O medo que tenho de ser responsável pela morte de um ente querido me aterroriza todos os dias. Perco, cada vez mais, o sono e a vontade (que nunca foi grande), de interagir com outras pessoas. Um coração partido e mais um suicídio na família também pesaram na vontade de se afastar de toda essa morbidez. Mas a melancolia faz parte de mim e até gosto dela, a vejo como uma tristeza racional. Então, parar de pintar ou escrever (ainda tenho blog), seria, em parte, deixar de ser quem sou. Mas não quero que minha arte pareça banal.

Banal é uma palavra massa! Sua origem remota o uso público de certas propriedades de um senhor feudal. Eram banalidades coisas como um poço de água, todos que pagassem tributo ao senhor da terra poderiam usar. E quem não pagava impostos e não podia usá-las, eram os “banidos”. “Banditos” na Itália. Bandidos, para nós. Mas hoje banal é algo sem valor por ser comum, normal… Assim como penso que a contagem de mortos, apenas por contagem de números, banaliza a perda de quem continua vivo.

Epicuro afirmava que a morte não é nada para nós, pois quando morremos não estamos mais lá para recebê-la, da mesma forma que enquanto vivemos a morte ainda não é uma realidade.

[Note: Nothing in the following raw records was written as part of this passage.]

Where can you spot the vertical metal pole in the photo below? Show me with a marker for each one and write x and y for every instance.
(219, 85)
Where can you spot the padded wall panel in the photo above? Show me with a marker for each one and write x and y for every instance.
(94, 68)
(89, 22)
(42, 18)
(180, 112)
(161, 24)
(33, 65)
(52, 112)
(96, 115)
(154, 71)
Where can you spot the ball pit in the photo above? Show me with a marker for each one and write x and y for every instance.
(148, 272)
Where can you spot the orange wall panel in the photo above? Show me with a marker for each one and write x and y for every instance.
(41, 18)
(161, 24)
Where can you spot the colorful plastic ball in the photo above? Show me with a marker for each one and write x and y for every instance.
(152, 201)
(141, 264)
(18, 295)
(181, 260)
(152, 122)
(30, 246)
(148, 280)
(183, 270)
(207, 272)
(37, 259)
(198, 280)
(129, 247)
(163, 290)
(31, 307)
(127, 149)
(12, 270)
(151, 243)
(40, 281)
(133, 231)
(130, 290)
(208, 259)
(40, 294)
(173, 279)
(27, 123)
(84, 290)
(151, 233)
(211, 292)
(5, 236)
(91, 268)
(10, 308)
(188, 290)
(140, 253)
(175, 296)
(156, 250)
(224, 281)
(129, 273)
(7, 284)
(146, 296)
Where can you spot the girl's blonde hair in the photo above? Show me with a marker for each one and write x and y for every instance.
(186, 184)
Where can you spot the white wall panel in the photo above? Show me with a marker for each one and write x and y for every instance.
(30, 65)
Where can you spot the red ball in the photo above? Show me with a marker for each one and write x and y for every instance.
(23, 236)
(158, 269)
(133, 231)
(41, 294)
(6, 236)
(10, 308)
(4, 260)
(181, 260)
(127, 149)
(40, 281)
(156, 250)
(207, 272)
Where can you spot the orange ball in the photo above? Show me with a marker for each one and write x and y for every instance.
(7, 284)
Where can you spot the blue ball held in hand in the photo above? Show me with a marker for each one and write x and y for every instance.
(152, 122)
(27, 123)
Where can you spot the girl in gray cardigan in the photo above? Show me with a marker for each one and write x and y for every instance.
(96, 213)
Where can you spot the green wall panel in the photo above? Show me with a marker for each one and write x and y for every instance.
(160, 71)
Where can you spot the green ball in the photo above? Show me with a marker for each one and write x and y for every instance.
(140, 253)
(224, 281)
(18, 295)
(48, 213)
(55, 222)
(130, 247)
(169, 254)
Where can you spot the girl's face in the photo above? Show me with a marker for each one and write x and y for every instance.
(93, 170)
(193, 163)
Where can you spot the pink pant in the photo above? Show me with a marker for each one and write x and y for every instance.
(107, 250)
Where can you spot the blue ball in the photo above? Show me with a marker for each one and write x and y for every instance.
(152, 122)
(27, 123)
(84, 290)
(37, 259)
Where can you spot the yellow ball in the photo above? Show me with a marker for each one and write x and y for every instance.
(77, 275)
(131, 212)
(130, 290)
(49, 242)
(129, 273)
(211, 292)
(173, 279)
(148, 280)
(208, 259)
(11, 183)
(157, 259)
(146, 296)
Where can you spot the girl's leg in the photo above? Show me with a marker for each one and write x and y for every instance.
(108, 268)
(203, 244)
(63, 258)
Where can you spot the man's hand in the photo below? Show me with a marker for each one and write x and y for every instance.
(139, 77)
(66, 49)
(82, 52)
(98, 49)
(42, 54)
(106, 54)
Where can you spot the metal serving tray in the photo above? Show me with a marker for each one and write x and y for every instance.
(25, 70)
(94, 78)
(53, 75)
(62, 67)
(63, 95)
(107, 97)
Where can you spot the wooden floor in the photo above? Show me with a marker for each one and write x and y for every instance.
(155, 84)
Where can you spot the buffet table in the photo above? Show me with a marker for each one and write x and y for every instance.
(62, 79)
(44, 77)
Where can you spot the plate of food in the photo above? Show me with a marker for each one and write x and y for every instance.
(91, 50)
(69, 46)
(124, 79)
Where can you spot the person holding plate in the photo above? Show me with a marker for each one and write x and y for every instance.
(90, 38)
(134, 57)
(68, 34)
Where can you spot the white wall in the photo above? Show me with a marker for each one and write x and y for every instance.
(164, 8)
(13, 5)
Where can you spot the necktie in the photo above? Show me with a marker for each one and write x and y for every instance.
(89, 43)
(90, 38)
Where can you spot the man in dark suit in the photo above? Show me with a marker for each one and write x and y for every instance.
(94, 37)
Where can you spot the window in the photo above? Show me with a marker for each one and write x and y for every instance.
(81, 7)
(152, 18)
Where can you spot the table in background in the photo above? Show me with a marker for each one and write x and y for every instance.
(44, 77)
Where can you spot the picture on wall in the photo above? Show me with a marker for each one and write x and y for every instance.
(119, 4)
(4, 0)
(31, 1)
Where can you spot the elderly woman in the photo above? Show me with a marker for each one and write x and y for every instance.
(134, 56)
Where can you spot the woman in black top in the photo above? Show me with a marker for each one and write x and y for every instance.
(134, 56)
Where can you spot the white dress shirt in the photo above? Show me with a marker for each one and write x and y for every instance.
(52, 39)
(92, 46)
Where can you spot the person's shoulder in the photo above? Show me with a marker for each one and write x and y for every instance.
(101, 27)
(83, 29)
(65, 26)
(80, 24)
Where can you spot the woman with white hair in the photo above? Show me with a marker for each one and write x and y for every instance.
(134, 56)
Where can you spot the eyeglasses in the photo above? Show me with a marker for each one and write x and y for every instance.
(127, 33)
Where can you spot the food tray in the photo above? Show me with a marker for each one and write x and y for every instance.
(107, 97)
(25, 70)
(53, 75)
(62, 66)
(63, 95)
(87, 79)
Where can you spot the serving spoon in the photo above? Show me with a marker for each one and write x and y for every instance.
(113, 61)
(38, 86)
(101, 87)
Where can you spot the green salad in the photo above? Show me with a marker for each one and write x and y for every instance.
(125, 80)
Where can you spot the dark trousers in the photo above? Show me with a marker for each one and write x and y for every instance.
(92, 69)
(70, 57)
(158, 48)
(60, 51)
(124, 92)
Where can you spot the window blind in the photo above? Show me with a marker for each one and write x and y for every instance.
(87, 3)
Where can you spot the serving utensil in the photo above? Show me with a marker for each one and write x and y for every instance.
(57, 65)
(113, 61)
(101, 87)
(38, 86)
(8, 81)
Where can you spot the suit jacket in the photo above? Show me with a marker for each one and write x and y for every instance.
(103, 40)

Porém, isso não considera a morte do Outro e a dor da perda para quem continua vivo. 

O luto, dor que pode ser sentida até quando a morte não é realidade. Uma separação, uma desilusão, um menosprezo, uma quebra de confiança, a desesperança e a solidão, penso que são exemplos de pequenas mortes do dia a dia. Claro, há quem supere e quem não sinta tanto assim. E há quem não sinta nada e ainda por cima banaliza a dor do outro.